A hacker calling themselves “the McFlurry Bandit” has leaked what is claimed to be source code from a breached McDonald’s Git repository.
The leak was first spotted and published on social media platform X by user’ vx-underground,’ who noted that the leak contained a suspiciously large quantity of code. The screenshots posted on X include one for McDonald’s Single Sing-On (SSO) service, used for secure authentication.
On Wednesday, a user named ‘euphoria’ reposted the leaked data on a popular hacker forum, making it widely available.
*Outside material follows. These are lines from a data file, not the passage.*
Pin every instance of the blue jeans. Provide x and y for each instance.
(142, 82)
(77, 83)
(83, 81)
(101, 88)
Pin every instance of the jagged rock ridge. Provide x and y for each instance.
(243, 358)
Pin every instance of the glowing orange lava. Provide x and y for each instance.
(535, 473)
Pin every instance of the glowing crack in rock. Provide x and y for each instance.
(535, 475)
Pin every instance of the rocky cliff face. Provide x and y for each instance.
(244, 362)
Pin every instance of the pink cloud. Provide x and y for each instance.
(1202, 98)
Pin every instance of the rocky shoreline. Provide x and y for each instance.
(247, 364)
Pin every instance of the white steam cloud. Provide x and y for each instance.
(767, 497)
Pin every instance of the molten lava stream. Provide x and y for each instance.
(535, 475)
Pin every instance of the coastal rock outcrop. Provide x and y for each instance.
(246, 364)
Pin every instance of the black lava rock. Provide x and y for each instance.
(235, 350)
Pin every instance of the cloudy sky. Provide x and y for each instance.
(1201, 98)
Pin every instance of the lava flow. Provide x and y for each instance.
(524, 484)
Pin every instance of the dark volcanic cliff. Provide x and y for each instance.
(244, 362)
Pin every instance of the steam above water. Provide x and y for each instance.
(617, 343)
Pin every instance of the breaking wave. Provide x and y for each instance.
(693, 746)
RestorePrivacy reviewed the contents of the leaked files and found several references to Docker, a platform used for developing, shipping, and running applications inside lightweight containers, components relating to Internet of Things (IoT), continuous integration/continuous deployment (CI/CD) pipelines, and possibly a Node Package Manager (npm) module. There are also references to AWS services like Lambda functions.
Upon further examination of the configuration files, documentation comments, asset folders, and script files, the likelihood of this data leak being real increased. We found personal access tokens in the URL of configuration files, indicating that this data was exfiltrated from a private repository.
Of course, these indicators aren’t conclusive on their own about the origin of the data, as the possibility of the data being intentionally falsified exists. However, such a scenario becomes less plausible with the presence of multiple, consistent indicators in large volumes of source code.
RestorePrivacy has contacted McDonald’s since the initial leak of the data to ask about the authenticity of the files, but we are still waiting for a comment. As such, the origin and content of the leaked data remain unconfirmed.
If the leaked code is legitimate, the potential damage to McDonald’s could be significant and multifaceted, including security risks from the exposure of private access keys and intellectual property loss from the exposure of proprietary technology and business processes. If malicious actors leverage this knowledge to compromise critical systems, the ramifications could extend to impacting services.